Indeed, maritime conditions are often warmer in the Winter than those further inland so it is often possible to grow slightly more exotic species. However, it is first a good idea to add some quality topsoil and compost to the soil before planting. As sandy soil does not retain moisture and nutrients well the new topsoil and compost will give your plants a better start and thus enhance their chances of long term survival. Even so, some plants are particularly ill suited to a maritime climate. Conifers and especially the Chamaecyparis types, will often turn brown due to the dry soil and drying effects of the wind. Rhododendrons find the soil too limey. However, the dwarf varieties can be grown successfully in containers with ericaceous compost in sheltered parts of the garden.
At Dunscar you will find we have grouped together a show garden of several plants we recommend as suitable for seaside gardens. We particularly recommend the following 6 Good Seaside Performers.
For fragrance – “Choisya ternata”
Often called “Mexican Orange Blossom” because of its sweetly scented white flowers that appear in late Spring to early Summer and often again in the Autumn, this is a useful evergreen for sun or shade.
For screening – “Griselinia littoralis”
An evergreen with bright green foliage, this makes an excellent hedge or screen and is a useful plant for brightening up a mixed shrub border. There is also a variegated form that is slightly slower growing.

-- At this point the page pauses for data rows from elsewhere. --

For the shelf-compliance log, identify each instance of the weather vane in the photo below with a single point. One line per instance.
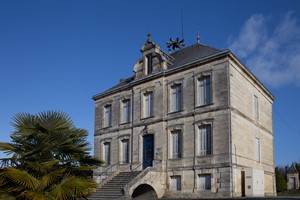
(175, 44)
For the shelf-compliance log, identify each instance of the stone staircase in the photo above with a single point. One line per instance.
(113, 189)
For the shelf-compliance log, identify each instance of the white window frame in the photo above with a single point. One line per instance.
(107, 115)
(125, 150)
(107, 152)
(175, 183)
(177, 141)
(205, 139)
(205, 182)
(126, 111)
(257, 149)
(176, 97)
(255, 107)
(149, 64)
(204, 90)
(147, 104)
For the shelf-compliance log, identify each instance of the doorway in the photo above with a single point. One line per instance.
(148, 150)
(243, 183)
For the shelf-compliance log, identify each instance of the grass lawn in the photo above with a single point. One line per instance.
(289, 193)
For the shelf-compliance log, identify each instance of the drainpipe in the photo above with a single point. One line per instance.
(194, 158)
(132, 115)
(230, 133)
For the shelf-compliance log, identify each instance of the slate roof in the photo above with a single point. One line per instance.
(193, 53)
(182, 57)
(292, 169)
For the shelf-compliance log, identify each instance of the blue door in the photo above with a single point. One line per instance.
(148, 150)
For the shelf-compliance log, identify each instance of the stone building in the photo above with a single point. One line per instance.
(292, 176)
(194, 123)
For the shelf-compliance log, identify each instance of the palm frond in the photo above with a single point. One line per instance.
(21, 178)
(52, 178)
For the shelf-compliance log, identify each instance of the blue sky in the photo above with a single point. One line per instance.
(55, 55)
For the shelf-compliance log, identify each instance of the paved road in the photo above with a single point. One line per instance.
(247, 198)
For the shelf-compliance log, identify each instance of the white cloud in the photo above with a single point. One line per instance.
(273, 55)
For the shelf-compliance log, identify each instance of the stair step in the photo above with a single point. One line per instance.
(112, 190)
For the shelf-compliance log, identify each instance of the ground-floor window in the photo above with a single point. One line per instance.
(205, 182)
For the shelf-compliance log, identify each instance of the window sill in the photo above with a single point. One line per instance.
(176, 158)
(107, 127)
(201, 106)
(124, 123)
(174, 112)
(144, 118)
(204, 156)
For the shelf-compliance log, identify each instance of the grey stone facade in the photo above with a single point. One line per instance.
(223, 127)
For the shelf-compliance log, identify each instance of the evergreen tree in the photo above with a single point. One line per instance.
(49, 159)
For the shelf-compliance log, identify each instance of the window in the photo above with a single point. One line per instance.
(176, 98)
(107, 153)
(149, 64)
(205, 139)
(204, 91)
(125, 151)
(126, 111)
(176, 144)
(205, 182)
(148, 104)
(257, 149)
(107, 116)
(175, 184)
(255, 105)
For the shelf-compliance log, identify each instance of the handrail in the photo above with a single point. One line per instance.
(125, 188)
(105, 171)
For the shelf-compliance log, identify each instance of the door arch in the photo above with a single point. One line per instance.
(144, 192)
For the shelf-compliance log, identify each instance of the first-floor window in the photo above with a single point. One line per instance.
(255, 107)
(257, 149)
(107, 153)
(125, 150)
(107, 116)
(176, 144)
(205, 181)
(204, 91)
(148, 104)
(175, 184)
(176, 98)
(205, 139)
(126, 111)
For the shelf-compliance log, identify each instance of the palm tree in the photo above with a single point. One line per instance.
(49, 159)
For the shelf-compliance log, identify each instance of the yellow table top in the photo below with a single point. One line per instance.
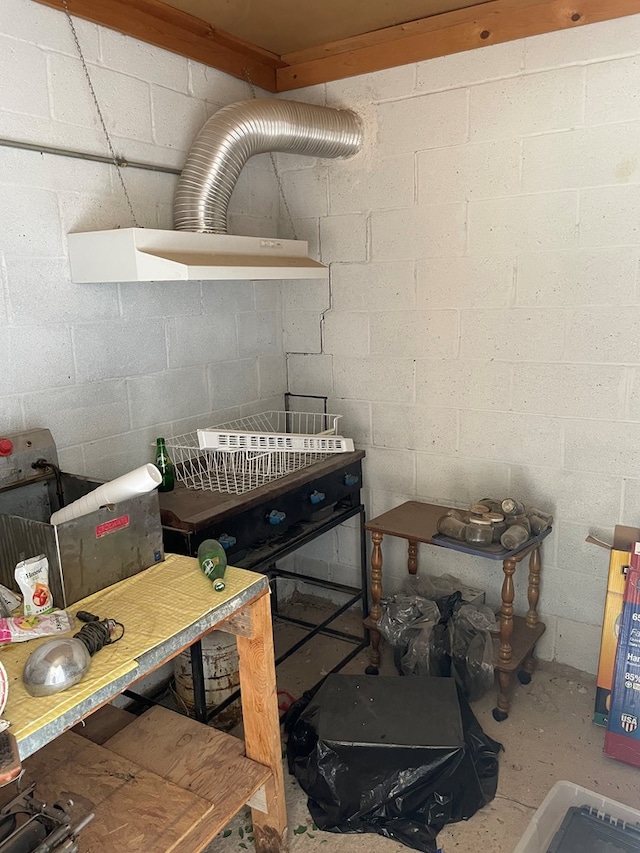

For climbing – “Hydrangea petiolaris”
“Climbing Hydrangea” is a very hardy, self clinging climber that flowers white in June and gives another display in the Autumn when the leaves turn golden-yellow. It is a good choice for a shady wall and also thrives well in full sun.
For colour – “Escallonia ‘Gold Ellen’”
This plant will brighten up any border. It produces bright, golden foliage all year round, decorated with cerise pink flowers in the Summer.
For contrast – “Berberis thunbergii ‘Harlequin’”
The small leaves are purple-pink in the Spring and as the season progresses they become heavily splashed with cream and then turn red before falling in the Autumn. It is a good companion for a bright, golden shrub to give a striking contrast.
For ground cover – “Ajuga reptans ‘Burgundy Glow’”
This is a creeping evergreen perennial with silvery-grey leaves, heavily marked purple and red. It is suitable for a rockery, poolside and path edging. It produces blue flower spikes in early summer and is often used in containers for mixed autumn displays. It is a useful plant for most poor soils. Although it enjoys full sun it also tolerates some shade.